27. The database management system of claim 17, wherein said query statements are generated by a query interface in response to communication of a natural language query communicated from a client machine.

28. The database management system of claim 27, wherein said client machine comprises a web-enabled browser to communicate said natural language query to the query interface.

29. The database management system of claim 17, wherein said interface that provides communication between said query processing mechanism and said aggregation module comprises a standard interface.

30. In a database management system comprising a knowledge-base data store storing knowledge-data at least of a member of the group consisting of; irrelational, relational or non-relational data, a method for aggregating the knowledge data and providing query access to the aggregated data comprising the steps of:

providing an integrated aggregation module, operatively coupled to the relational data store, for aggregating the knowledge-data and storing the resultant aggregated data in an irrelational data store;

in response to user input, generating a reference to aggregated fact data generated by the aggregation module; and

processing a given query statement generated in response to user input, wherein, upon identifying that the given query statement is on said reference, communicating with said integrated aggregation module over an interface operably coupled thereto to retrieve from the integrated aggregation module portions of aggregated knowledge-data pointed to by said reference that are relevant to said given query statement.

31. The method of claim 30, further comprising the step of extracting knowledge- element data from the received query statement and forwards the knowledge-element data to the storage handler; and wherein the storage handler accesses said knowledge-element data of the irrelational multi-dimensional data store based upon the forwarded knowledge-element data and returns the retrieved data back to the query servicing mechanism for communication to the user.

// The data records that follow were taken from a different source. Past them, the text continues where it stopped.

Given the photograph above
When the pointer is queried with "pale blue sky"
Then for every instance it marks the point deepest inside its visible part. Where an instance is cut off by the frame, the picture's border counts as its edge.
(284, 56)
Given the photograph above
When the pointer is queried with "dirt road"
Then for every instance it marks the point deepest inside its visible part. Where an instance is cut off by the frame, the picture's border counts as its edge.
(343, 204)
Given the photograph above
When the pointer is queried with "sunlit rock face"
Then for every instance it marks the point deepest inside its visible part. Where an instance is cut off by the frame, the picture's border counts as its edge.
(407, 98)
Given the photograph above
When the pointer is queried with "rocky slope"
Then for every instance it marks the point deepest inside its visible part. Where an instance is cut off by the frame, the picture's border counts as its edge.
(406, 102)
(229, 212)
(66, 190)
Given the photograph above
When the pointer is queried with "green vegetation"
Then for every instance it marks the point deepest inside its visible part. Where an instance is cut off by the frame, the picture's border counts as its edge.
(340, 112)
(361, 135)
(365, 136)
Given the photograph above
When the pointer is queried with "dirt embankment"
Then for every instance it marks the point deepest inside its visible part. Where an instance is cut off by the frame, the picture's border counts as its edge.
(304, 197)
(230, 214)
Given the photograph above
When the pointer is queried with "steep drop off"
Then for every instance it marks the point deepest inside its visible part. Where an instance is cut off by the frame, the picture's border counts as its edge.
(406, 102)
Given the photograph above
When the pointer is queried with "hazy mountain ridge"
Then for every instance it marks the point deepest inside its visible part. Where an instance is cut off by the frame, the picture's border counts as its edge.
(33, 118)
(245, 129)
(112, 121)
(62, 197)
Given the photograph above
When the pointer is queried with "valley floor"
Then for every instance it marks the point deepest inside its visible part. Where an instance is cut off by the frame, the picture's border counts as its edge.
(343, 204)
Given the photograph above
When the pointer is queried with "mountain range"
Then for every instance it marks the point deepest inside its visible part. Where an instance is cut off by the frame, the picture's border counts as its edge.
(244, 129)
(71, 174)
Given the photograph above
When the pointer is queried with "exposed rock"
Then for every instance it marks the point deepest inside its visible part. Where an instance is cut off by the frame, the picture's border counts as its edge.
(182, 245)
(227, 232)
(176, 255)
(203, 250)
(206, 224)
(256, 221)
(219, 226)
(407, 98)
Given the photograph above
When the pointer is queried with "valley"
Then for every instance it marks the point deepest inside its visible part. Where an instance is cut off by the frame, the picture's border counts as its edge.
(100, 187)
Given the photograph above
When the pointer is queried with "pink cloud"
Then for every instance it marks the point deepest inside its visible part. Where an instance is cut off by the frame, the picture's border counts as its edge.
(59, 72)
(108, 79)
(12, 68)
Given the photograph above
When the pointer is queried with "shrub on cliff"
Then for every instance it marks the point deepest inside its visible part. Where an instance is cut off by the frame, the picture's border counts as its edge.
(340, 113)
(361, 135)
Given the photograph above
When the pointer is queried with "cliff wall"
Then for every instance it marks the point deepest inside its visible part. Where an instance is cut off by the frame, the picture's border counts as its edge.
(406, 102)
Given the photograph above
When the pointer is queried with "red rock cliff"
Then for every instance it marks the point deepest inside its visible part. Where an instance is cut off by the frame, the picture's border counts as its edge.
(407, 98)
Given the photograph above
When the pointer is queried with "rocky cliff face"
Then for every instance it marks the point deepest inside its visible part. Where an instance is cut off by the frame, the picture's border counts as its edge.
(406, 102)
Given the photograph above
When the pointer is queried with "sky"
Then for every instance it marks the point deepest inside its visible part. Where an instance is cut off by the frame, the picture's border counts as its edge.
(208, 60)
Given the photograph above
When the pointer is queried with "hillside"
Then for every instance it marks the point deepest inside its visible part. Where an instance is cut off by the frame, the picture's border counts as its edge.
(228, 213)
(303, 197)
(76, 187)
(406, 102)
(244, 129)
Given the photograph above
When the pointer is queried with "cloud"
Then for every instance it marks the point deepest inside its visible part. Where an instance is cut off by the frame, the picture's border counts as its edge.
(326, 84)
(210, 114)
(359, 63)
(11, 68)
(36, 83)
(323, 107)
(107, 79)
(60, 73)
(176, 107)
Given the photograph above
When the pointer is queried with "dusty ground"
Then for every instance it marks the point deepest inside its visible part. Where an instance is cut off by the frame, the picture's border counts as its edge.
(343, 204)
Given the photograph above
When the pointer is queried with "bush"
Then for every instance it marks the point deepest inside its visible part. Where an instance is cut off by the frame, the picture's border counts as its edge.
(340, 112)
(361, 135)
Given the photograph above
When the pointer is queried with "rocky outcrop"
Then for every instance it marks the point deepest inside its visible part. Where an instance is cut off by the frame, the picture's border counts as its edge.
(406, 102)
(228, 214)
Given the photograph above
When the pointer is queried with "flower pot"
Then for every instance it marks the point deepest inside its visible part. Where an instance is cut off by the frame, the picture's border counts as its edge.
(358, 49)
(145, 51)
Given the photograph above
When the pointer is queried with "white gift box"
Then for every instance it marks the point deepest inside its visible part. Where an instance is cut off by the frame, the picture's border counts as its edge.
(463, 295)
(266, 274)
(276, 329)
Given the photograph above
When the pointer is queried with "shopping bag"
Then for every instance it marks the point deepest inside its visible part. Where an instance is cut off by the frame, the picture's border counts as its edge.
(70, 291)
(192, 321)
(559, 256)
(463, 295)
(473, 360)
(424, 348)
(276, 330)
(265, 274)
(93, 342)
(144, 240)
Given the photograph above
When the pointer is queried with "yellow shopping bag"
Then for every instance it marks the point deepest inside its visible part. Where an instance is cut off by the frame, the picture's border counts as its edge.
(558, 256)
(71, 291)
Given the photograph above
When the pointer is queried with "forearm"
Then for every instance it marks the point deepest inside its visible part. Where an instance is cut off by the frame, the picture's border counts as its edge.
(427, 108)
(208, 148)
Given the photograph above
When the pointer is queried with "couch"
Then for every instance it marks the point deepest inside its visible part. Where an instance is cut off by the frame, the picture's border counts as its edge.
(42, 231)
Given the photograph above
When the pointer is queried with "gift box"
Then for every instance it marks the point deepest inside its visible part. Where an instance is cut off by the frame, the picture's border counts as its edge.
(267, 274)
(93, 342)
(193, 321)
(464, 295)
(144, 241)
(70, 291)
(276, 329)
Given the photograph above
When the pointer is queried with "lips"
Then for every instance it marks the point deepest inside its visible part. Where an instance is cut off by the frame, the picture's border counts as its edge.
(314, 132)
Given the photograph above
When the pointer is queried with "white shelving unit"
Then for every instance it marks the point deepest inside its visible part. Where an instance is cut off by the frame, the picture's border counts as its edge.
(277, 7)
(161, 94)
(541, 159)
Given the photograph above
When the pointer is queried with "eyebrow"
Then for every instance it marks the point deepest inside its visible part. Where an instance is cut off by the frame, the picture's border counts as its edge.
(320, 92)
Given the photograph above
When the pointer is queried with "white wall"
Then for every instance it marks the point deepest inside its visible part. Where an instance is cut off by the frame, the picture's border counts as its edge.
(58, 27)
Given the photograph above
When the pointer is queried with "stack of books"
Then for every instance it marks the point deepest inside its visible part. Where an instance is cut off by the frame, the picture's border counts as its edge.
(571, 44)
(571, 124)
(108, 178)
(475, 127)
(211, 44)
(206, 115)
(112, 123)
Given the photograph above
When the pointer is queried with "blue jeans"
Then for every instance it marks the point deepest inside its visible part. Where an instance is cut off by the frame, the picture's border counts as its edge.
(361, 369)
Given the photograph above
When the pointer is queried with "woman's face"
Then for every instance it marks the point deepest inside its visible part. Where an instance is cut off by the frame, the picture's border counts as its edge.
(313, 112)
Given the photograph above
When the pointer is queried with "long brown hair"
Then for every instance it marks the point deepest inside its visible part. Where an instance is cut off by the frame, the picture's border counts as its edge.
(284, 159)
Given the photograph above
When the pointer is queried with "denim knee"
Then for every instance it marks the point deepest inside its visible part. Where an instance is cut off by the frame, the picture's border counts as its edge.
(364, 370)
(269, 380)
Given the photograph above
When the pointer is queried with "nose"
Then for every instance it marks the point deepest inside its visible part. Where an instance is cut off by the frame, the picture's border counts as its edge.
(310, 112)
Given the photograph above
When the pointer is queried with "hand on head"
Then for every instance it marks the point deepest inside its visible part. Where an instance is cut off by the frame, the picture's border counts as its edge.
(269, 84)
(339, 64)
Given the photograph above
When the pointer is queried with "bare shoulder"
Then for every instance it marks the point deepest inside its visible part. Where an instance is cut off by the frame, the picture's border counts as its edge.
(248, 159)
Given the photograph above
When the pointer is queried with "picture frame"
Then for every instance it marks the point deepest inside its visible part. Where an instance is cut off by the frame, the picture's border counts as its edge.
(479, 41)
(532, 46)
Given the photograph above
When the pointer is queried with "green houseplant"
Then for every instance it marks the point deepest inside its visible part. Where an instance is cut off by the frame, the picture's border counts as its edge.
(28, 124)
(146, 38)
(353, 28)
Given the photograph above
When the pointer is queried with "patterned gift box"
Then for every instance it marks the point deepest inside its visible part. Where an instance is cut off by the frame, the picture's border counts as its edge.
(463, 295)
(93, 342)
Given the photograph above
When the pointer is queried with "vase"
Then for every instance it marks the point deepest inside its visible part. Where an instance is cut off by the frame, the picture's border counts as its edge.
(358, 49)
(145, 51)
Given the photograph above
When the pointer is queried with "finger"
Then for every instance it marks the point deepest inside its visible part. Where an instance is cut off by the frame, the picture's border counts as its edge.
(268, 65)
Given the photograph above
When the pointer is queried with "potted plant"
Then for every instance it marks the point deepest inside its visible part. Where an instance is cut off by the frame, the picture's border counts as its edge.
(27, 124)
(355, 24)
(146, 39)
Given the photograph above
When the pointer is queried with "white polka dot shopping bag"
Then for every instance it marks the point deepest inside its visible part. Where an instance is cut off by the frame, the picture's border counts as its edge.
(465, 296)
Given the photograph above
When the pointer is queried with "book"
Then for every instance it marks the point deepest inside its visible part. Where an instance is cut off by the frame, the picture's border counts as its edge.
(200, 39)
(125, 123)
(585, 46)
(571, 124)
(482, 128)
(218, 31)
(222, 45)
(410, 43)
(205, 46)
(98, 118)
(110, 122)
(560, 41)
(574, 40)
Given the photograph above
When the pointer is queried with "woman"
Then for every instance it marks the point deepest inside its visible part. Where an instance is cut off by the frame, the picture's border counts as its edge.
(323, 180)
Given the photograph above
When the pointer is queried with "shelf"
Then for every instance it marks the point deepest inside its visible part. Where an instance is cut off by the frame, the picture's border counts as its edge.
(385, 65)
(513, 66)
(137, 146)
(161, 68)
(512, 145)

32. The method of claim 30, wherein said aggregation module includes a data loading mechanism for loading at least fact data from the knowledge-base store, an aggregation engine for aggregating the fact data and a storage handler for storing the fact data and resultant aggregated fact data in the irrelational multi-dimensional data store.

33. The method of claim 32, wherein said aggregation module, upon determining that the irrelational multi-dimensional data store does not contain data required to service the given query statement, controls the data loading mechanism and aggregation engine to aggregate at least fact data required to service the given query statement and controls the aggregation module to return the aggregated data back to the user.

34. The method of claim 30, wherein said database management system is used as an enterprise wide data warehouse that interfaces to a plurality of information technology systems.

35. The method of claim 30, wherein said database management system is uses as a database store in an informational database system.

36. The method of claim 35, wherein said informational database system is a bioinformatics program.

37. The method of claim 30, wherein said query statements are generated by a query interface in response to communication of a natural language query communicated from a client machine.

38. The method of claim 37, wherein said client machine comprises a web-enabled browser to communicate said natural language query to the query interface.

39. The method of claim 38, wherein said interface that is operably coupled to said aggregation module comprises a standard interface.

40. The method of claim 39, wherein said standard interface is selected from the group consisting of OLDB, OLE-DB, ODBC, SQL, JDBC.